Select Comfort Announces Second Quarter 2011 Results

  • Sets Record Second-quarter Operating Income and Margin
  • Raises 2011 Guidance

MINNEAPOLIS--(BUSINESS WIRE)--Select Comfort Corporation (NASDAQ: SCSS) today reported second-quarter results for the period ended July 2, 2011. Net sales for the quarter increased 16 percent to $161 million, compared to $139 million in the second quarter of 2010, driven by company-controlled comparable sales growth of 20 percent.

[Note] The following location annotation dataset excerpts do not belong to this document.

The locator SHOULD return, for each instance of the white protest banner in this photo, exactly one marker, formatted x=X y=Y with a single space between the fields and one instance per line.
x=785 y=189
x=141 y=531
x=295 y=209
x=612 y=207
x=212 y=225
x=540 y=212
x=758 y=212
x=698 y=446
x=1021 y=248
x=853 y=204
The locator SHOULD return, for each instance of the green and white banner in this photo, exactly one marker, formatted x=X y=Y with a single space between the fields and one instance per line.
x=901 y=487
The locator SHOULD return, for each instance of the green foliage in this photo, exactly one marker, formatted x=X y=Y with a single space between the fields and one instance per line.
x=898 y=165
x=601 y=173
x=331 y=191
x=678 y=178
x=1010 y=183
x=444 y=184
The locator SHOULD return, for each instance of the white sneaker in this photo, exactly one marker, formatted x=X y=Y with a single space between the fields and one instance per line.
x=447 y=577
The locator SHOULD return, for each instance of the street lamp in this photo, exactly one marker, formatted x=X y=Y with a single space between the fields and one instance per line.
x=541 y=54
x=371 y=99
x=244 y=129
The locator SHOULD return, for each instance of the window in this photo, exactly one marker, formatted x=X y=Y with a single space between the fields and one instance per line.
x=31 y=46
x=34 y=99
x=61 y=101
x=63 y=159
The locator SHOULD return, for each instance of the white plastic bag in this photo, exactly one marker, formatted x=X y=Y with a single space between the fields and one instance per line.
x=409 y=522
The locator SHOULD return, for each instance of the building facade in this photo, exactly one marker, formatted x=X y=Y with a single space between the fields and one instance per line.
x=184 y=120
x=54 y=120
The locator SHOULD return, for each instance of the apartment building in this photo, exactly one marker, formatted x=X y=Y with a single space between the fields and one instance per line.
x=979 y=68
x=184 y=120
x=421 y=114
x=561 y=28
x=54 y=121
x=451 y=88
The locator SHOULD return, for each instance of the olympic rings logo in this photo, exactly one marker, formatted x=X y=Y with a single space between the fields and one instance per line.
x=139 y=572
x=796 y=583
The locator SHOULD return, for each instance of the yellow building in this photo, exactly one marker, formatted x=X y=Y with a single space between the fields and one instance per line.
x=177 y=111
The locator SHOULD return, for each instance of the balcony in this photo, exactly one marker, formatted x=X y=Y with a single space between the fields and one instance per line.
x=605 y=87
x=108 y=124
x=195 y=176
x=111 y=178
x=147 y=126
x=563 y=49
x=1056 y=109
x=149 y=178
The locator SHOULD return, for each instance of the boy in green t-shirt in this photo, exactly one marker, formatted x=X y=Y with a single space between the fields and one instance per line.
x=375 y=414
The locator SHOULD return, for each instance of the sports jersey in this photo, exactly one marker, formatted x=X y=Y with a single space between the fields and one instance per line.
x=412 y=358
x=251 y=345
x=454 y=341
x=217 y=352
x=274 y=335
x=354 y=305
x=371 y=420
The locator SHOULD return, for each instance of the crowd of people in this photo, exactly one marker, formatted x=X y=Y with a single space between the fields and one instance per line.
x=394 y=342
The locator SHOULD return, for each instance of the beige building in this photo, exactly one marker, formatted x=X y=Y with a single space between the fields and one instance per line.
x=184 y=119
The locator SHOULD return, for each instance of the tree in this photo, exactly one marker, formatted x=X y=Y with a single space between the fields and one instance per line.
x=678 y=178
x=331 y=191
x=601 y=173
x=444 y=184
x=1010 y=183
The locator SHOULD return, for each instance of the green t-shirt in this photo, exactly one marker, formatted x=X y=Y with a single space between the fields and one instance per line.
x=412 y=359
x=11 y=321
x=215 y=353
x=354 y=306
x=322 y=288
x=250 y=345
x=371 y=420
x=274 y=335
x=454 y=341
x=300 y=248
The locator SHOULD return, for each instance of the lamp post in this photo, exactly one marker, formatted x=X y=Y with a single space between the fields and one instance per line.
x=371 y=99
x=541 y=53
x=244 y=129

The company reported net income of $11.3 million, or $0.20 per diluted share in the second quarter of 2011, as compared to net income of $6.2 million, or $0.11 per diluted share in the second quarter of 2010.

“Specifically, we sustained double-digit comparable sales growth and strong margins, which allowed us to report record-setting second-quarter operating income.”

“We’re pleased that focused execution against our strategic priorities is continuing to result in strong operational and financial performance, as demonstrated in our second-quarter results,” said Bill McLaughlin, president and CEO, Select Comfort Corporation. “Specifically, we sustained double-digit comparable sales growth and strong margins, which allowed us to report record-setting second-quarter operating income.”

McLaughlin added, “During the second half of the year, we should continue to drive profitable growth as we accelerate awareness and consideration of our brand while optimizing our market-based distribution and media investments. Our efforts will also capitalize on the recent changes made to our executive leadership team and organizational structure.”

Second-quarter Summary
In the second quarter, net sales increased by 16 percent as compared to the prior-year period. The increase in sales was driven by company-controlled comparable sales growth of 20 percent, with average sales-per-store during the past 12 months reaching $1.5 million, a 25 percent improvement over the prior-year period.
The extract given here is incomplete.